A **current** flowing through a wire or any other conductor causes **heating ** of the wire. Electrical energy is converted into ** thermal energy ** due to the **resistance** of the wire.

An electric kettle converts electrical energy into thermal energy to boil water.

A conductor with **high resistance** converts more electrical energy into thermal energy than a conductor with **low resistance**.

The heating elements in many home appliances (e.g. electric ovens, water heaters) are made of nichrome because it has a high resistance relative to other metals.

A large proportion of the **electrical energy** passing through it is converted into **thermal energy**.

One kilowatt hour is the total energy consumed when an appliance with a power of $$1\text{ kW}$$ ($$1000\text{ W}$$) is used continuously for $$1\text{ h}$$.

A kilowatt hour is a unit of **energy** like the joule. The kilowatt hour is frequently used in everyday life (such as on energy bills), while the joule is the SI unit for energy and is used in a scientific context.

The kilowatt hour is the product of units of power (kilowatt, energy per time) and time ($$1 \text{ kW}\times 1 \text{ h} = 1 \text{ kW h}$$).

A washing machine with a power of $$\Tred{500 \text{ W}}$$ is used for $$\Tblue{2 \text{ hours}}$$. The energy it consumes is equal to $$\Tred{0.5 \text{ kW}} \times \Tblue{2 \text{ hours}} = 1 \text{ kW h}. $$

Electricity companies charge for the usage of electricity in terms of **dollars (or other currencies) per kilowatt hour ($$\$/ \text{kW h}$$)**.

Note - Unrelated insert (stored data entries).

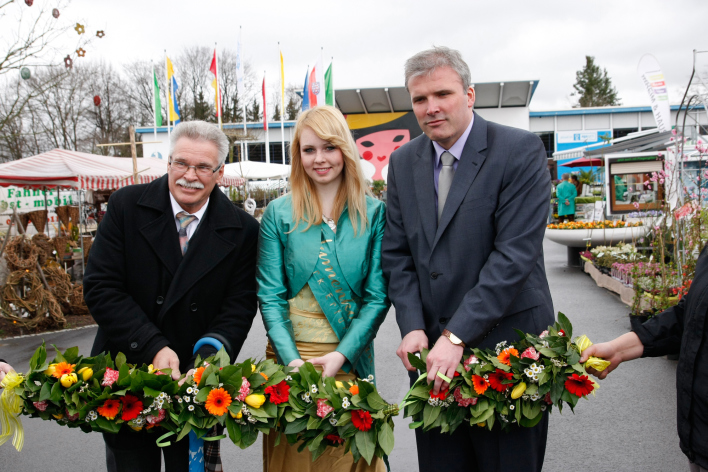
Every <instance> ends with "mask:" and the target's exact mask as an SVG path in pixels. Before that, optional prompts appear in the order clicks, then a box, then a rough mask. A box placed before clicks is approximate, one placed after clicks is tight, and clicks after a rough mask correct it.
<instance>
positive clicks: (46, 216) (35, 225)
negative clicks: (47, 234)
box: [25, 210, 47, 233]
mask: <svg viewBox="0 0 708 472" xmlns="http://www.w3.org/2000/svg"><path fill="white" fill-rule="evenodd" d="M27 216H29V219H30V221H31V222H32V224H33V225H34V227H35V228H37V232H39V233H44V228H45V227H46V226H47V210H35V211H31V212H29V213H27ZM25 227H26V226H25Z"/></svg>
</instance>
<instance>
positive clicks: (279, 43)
mask: <svg viewBox="0 0 708 472" xmlns="http://www.w3.org/2000/svg"><path fill="white" fill-rule="evenodd" d="M278 50H279V52H280V148H281V151H282V153H283V164H285V65H284V64H283V51H282V50H280V41H278Z"/></svg>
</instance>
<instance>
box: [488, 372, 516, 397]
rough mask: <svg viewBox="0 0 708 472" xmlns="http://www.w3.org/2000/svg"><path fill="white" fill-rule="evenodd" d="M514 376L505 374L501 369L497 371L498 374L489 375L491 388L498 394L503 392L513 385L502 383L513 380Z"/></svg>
mask: <svg viewBox="0 0 708 472" xmlns="http://www.w3.org/2000/svg"><path fill="white" fill-rule="evenodd" d="M513 376H514V374H512V373H511V372H504V371H503V370H501V369H497V370H496V372H493V373H491V374H489V376H488V377H487V378H488V380H489V386H490V387H492V388H493V389H494V390H496V391H497V392H503V391H504V390H506V389H507V388H509V387H511V384H510V383H508V384H505V383H502V382H504V381H505V380H511V378H512V377H513Z"/></svg>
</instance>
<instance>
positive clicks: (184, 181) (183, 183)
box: [176, 177, 204, 189]
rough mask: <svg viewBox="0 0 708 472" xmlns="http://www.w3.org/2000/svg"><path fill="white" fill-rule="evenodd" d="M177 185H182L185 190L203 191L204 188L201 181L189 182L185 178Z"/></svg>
mask: <svg viewBox="0 0 708 472" xmlns="http://www.w3.org/2000/svg"><path fill="white" fill-rule="evenodd" d="M176 183H177V185H181V186H182V187H185V188H196V189H203V188H204V184H203V183H201V182H200V181H198V180H195V181H194V182H189V181H188V180H187V179H185V178H184V177H182V178H181V179H179V180H178V181H177V182H176Z"/></svg>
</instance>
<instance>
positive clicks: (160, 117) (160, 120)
mask: <svg viewBox="0 0 708 472" xmlns="http://www.w3.org/2000/svg"><path fill="white" fill-rule="evenodd" d="M152 77H153V81H154V83H155V85H154V88H153V90H154V95H155V126H156V127H157V126H162V101H161V100H160V85H159V84H158V83H157V74H156V73H155V69H154V68H153V69H152Z"/></svg>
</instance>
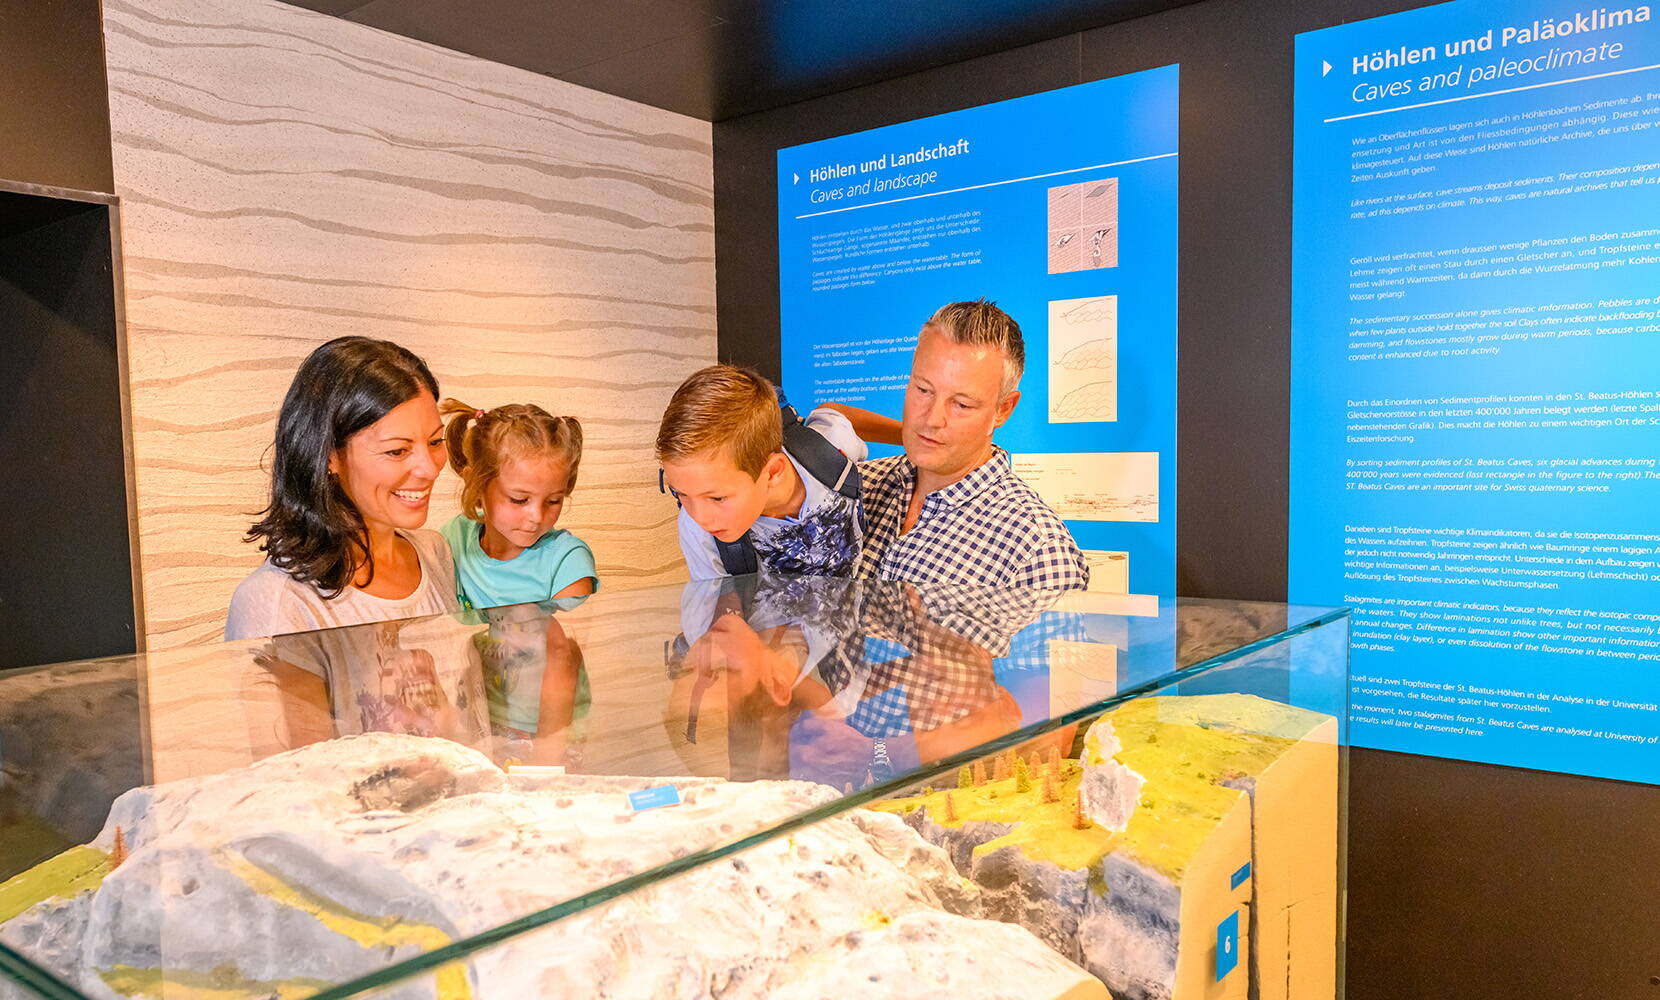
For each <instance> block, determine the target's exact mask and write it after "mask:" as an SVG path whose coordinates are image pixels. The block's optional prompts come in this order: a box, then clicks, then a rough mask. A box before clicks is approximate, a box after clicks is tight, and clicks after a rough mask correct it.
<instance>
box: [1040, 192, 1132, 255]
mask: <svg viewBox="0 0 1660 1000" xmlns="http://www.w3.org/2000/svg"><path fill="white" fill-rule="evenodd" d="M1117 266H1119V179H1117V178H1106V179H1102V181H1086V183H1082V184H1066V186H1062V188H1049V274H1062V272H1066V271H1089V269H1091V267H1117Z"/></svg>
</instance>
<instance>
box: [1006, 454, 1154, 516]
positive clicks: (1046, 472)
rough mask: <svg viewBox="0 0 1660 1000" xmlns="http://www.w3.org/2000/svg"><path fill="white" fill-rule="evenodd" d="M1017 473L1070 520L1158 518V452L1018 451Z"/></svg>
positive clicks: (1016, 470) (1014, 458)
mask: <svg viewBox="0 0 1660 1000" xmlns="http://www.w3.org/2000/svg"><path fill="white" fill-rule="evenodd" d="M1013 458H1014V475H1018V477H1021V478H1023V480H1026V485H1029V487H1031V488H1034V490H1037V495H1039V497H1042V498H1044V502H1046V503H1047V505H1049V507H1052V508H1054V512H1056V513H1059V515H1061V520H1069V522H1157V520H1159V452H1069V453H1021V455H1014V457H1013Z"/></svg>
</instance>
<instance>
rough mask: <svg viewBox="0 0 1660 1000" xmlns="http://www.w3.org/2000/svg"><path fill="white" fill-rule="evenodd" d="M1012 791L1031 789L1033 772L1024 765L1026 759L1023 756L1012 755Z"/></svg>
mask: <svg viewBox="0 0 1660 1000" xmlns="http://www.w3.org/2000/svg"><path fill="white" fill-rule="evenodd" d="M1014 791H1018V792H1029V791H1033V774H1031V771H1029V769H1028V767H1026V761H1024V759H1023V757H1014Z"/></svg>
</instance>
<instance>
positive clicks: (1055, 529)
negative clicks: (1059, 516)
mask: <svg viewBox="0 0 1660 1000" xmlns="http://www.w3.org/2000/svg"><path fill="white" fill-rule="evenodd" d="M858 475H860V480H862V482H863V488H865V551H863V553H862V555H860V560H858V571H857V576H865V578H870V576H875V578H880V580H908V581H913V583H969V585H978V586H1029V588H1037V590H1082V588H1084V586H1087V585H1089V563H1086V561H1084V553H1081V551H1079V550H1077V543H1076V542H1074V540H1072V533H1071V532H1067V530H1066V525H1064V523H1062V522H1061V517H1059V515H1057V513H1056V512H1054V510H1051V507H1049V505H1047V503H1044V502H1042V497H1039V495H1037V492H1036V490H1033V488H1031V487H1028V485H1026V483H1024V482H1023V480H1021V478H1019V477H1018V475H1014V470H1013V468H1009V453H1008V452H1004V450H1003V449H998V447H993V453H991V458H988V460H986V463H984V465H981V467H979V468H976V470H974V472H969V473H968V475H964V477H963V478H959V480H958V482H955V483H951V485H950V487H946V488H943V490H935V492H933V493H928V497H926V498H925V500H923V510H921V515H920V517H918V518H916V527H913V528H911V530H910V532H906V533H905V535H900V527H901V525H903V523H905V508H906V507H908V505H910V502H911V492H913V490H915V488H916V467H915V465H911V462H910V458H906V457H905V455H893V457H888V458H873V460H870V462H860V465H858Z"/></svg>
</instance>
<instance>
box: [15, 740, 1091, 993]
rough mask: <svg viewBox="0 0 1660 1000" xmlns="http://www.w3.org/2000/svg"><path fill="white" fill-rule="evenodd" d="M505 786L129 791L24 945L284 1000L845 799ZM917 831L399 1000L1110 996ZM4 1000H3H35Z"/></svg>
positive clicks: (718, 865) (767, 863)
mask: <svg viewBox="0 0 1660 1000" xmlns="http://www.w3.org/2000/svg"><path fill="white" fill-rule="evenodd" d="M651 784H657V782H656V781H647V779H631V777H593V776H520V774H505V772H501V771H500V769H496V767H495V766H493V764H491V762H490V761H488V759H486V757H485V756H481V754H478V752H475V751H470V749H466V748H460V746H455V744H450V743H445V741H437V739H422V738H413V736H390V734H365V736H352V738H345V739H335V741H330V743H324V744H317V746H310V748H304V749H299V751H291V752H287V754H281V756H276V757H271V759H266V761H262V762H259V764H254V766H251V767H244V769H239V771H232V772H226V774H217V776H211V777H194V779H186V781H176V782H169V784H163V786H154V787H143V789H134V791H131V792H128V794H125V796H121V797H120V799H118V801H116V804H115V807H113V809H111V814H110V819H108V822H106V824H105V829H103V832H101V834H100V837H98V841H96V842H95V847H98V849H101V850H111V849H113V847H115V831H116V827H118V826H120V827H121V829H123V836H125V842H126V847H128V850H129V857H128V859H126V860H125V862H123V864H121V865H120V867H118V869H116V870H113V872H111V874H108V875H106V877H105V879H103V882H101V884H100V885H98V887H96V890H90V892H81V894H78V895H71V897H68V899H50V900H45V902H40V904H37V905H33V907H32V909H28V910H27V912H23V914H22V915H18V917H15V919H13V920H10V922H8V924H5V925H0V940H3V942H5V944H8V945H10V947H13V949H18V950H22V952H23V953H25V955H28V957H32V958H35V960H37V962H41V963H43V965H46V967H48V968H50V970H51V972H55V973H56V975H60V977H63V978H65V980H68V982H71V983H73V985H75V987H76V988H80V990H83V992H85V993H86V995H88V997H96V998H110V1000H113V998H118V997H163V995H166V997H179V995H186V997H198V995H203V997H206V995H212V997H216V998H232V997H247V998H259V1000H266V998H277V1000H289V998H291V997H304V995H309V993H312V992H315V990H319V988H322V987H324V985H332V983H340V982H345V980H349V978H354V977H357V975H364V973H369V972H372V970H377V968H383V967H387V965H388V963H392V962H397V960H402V958H408V957H412V955H417V953H422V952H427V950H432V949H433V947H440V945H445V944H448V942H453V940H458V939H463V937H468V935H475V934H480V932H483V930H488V929H493V927H498V925H501V924H505V922H508V920H511V919H515V917H521V915H526V914H533V912H538V910H543V909H544V907H549V905H553V904H558V902H561V900H568V899H571V897H574V895H579V894H583V892H586V890H593V889H598V887H604V885H608V884H613V882H616V880H618V879H621V877H626V875H629V874H634V872H641V870H646V869H649V867H652V865H657V864H662V862H667V860H671V859H676V857H684V855H686V854H689V852H694V850H699V849H704V847H707V846H712V844H717V842H725V841H730V839H732V837H734V836H740V834H744V832H747V831H755V829H760V827H765V826H770V824H772V822H775V821H777V819H782V817H785V816H789V814H795V812H800V811H803V809H808V807H812V806H817V804H822V802H827V801H830V799H833V797H835V792H833V791H832V789H827V787H823V786H815V784H810V782H784V781H757V782H724V781H715V779H682V781H677V782H676V784H677V786H679V791H681V797H682V804H681V806H674V807H666V809H651V811H642V812H634V811H631V807H629V806H627V799H626V792H629V791H637V789H642V787H647V786H651ZM979 895H981V894H979V890H978V889H976V887H974V885H973V884H969V882H968V880H964V879H963V877H959V875H958V874H956V872H955V869H953V867H951V862H950V860H948V859H946V855H945V854H943V852H941V850H940V849H938V847H933V846H930V844H926V842H925V841H923V839H921V837H918V836H916V834H915V832H913V831H911V829H910V827H906V826H905V824H903V821H900V819H898V817H896V816H888V814H876V812H865V811H855V812H852V814H847V816H840V817H835V819H830V821H823V822H818V824H813V826H810V827H803V829H800V831H795V832H793V834H789V836H780V837H775V839H770V841H767V842H762V844H759V846H755V847H752V849H747V850H744V852H740V854H737V855H734V857H730V859H725V860H719V862H712V864H707V865H702V867H697V869H694V870H691V872H687V874H684V875H679V877H674V879H669V880H666V882H662V884H659V885H652V887H647V889H644V890H639V892H634V894H629V895H623V897H619V899H616V900H611V902H608V904H603V905H598V907H594V909H589V910H584V912H581V914H576V915H573V917H569V919H566V920H561V922H556V924H553V925H548V927H543V929H538V930H533V932H530V934H525V935H520V937H513V939H508V940H506V942H503V944H500V945H495V947H491V949H488V950H483V952H478V953H475V955H471V957H470V958H466V960H465V962H463V963H453V965H448V967H442V968H438V970H437V972H435V973H425V975H420V977H417V978H412V980H407V982H403V983H398V985H397V987H393V988H388V990H383V992H377V993H374V995H375V997H377V1000H388V998H393V997H395V998H398V1000H402V998H417V997H418V998H433V997H437V998H442V1000H460V998H515V1000H520V998H528V997H596V998H608V997H616V998H624V997H720V998H724V1000H725V998H734V1000H735V998H749V997H782V998H789V1000H798V998H807V997H830V995H858V997H905V998H921V997H941V998H946V997H948V998H950V1000H969V998H988V1000H989V998H996V997H1023V998H1026V997H1056V998H1066V1000H1086V998H1089V1000H1092V998H1102V997H1107V993H1106V990H1104V988H1102V985H1101V983H1099V982H1097V980H1094V978H1092V977H1089V975H1087V973H1084V972H1082V970H1081V968H1079V967H1076V965H1072V963H1071V962H1067V960H1066V958H1062V957H1061V955H1059V953H1056V952H1054V950H1051V949H1049V947H1046V945H1044V944H1042V942H1039V940H1037V939H1036V937H1033V934H1031V932H1028V930H1024V929H1021V927H1018V925H1011V924H998V922H989V920H978V919H973V917H971V914H976V912H978V909H979ZM7 990H8V987H0V997H13V995H18V993H8V992H7Z"/></svg>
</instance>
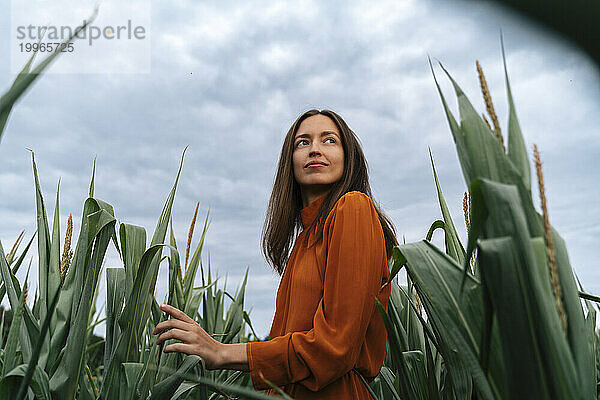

The ** cost ** of using an electrical appliance is given by: $$$\begin{align*}\Tgreen{\text{total cost}} =& \text{power in kilowatts } \times \text{time in hours} \\ & \times \text{cost per kilowatt hour}\end{align*}$$$

A light bulb with a power of $$ 100 \text{ W}$$ is used for $$10 \text{ h}.$$ The cost of electricity is $$\$ \, 0.15 \, / \text{ kW h}$$.

The ** cost ** of using the light bulb is: $$$0.1 \text{ kW} \times 10 \text{ h} \times \$ \, 0.15 \, / \text{ kW h} = \Tgreen{\$ \, 0.15} = \Tgreen{15 \text{ c}}$$$